This paper studies a novel construction of 1+1 dimensional invertible topological defects in 2+1 and 3+1 dimensional gauge theories with discrete gauge group G. These defects are called twist strings and they arise from 1+1 dimensional SPT phases protected by G symmetry. The paper also describes the action of the twist strings on flux operators, the realization of twist strings as condensation defects, and 3-group symmetries that twist strings participate in. This is part of a wider effort to understand spectrum and properties of topological defects of topological phases, with an eye towards applications in topological quantum computation.
I have a complaint regarding referencing though: This exact same construction of topological defects was utilized in the paper (co-authored by me) https://arxiv.org/pdf/2208.05973.pdf to construct non-invertible symmetries of quantum field theories. The first version of this paper appeared a few days before the submitted paper. In this paper, we construct not only invertible twist strings arising from 1+1 dimensional SPT phases with G symmetry, but also non-invertible twist strings arising from 1+1 dimensional non-invertible TQFTs with G symmetry. We also describe the fusion 2-category formed by twist strings, and show that all such twist strings (in the case when G is a 0-form symmetry) are condensation defects.
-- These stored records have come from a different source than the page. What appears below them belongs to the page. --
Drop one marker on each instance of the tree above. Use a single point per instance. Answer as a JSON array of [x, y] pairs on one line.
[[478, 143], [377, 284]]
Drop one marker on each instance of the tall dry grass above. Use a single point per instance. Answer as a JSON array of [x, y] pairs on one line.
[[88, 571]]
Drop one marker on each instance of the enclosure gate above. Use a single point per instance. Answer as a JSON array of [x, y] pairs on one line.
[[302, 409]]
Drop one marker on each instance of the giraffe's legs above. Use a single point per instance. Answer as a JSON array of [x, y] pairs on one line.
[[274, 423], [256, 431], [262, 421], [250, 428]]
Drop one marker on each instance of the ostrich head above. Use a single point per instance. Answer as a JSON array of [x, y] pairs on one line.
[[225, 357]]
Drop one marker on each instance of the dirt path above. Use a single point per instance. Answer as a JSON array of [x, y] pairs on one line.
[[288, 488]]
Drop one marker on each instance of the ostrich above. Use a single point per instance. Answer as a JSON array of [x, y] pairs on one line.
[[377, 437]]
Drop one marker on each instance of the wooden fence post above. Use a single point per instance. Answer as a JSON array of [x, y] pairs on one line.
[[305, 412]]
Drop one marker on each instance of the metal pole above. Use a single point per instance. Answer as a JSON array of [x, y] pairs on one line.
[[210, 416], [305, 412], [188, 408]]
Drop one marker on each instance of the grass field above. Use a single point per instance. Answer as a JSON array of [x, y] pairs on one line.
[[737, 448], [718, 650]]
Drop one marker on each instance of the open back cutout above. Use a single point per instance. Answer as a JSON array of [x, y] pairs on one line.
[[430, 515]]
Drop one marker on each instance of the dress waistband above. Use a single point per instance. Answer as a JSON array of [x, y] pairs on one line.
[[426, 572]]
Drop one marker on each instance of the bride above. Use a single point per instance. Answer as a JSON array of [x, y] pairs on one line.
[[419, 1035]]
Report #1 by Anonymous (Referee 1) on 2022-10-1 (Invited Report)
- Cite as: Anonymous, Report on arXiv:2208.07367v1, delivered 2022-10-01, doi: 10.21468/SciPost.Report.5812
Strengths
1. Although the paper is written primarily in CMP language, it also contains some hep-th terminology and is accessible to a broader community.
2. Contains many concrete examples.
Report
The paper discusses the construction/classification of line and surface defects in various 3+1d, 2+1d, and 1+1d topological phases / TQFTs. In particular the paper introduces a novel construction of such defects in discrete G-gauge theories. They start with a lower dimensional TQFT/SPT phases with symmetry G and upon gauging G in the whole spacetime they construct various topological defects of G-gauge theories.
The paper contains new result with interesting examples. I strongly recommend the draft for publication.
I just want to point out a relevant paper to the authors. The paper [arXiv:2208.05973] appeared about the same time as this draft on arixv and contains some similar results from a hep-th perspective.
Author: Yu-An Chen on 2022-12-12 [id 3125]
(in reply to Report 1 on 2022-10-01)We thank the referee for the accurate summary of our manuscript and for pointing out the reference we missed. We have included the new reference in the updated version.
Author: Yu-An Chen on 2022-12-12 [id 3126]
(in reply to Report 2 by Lakshya Bhardwaj on 2022-11-06)We appreciate the referee for the precise summary of our manuscript and for pointing out the reference we missed. The reference is relevant to our manuscript since it used similar concepts (from a hep-th perspective). We have added this reference to our manuscript in the updated version.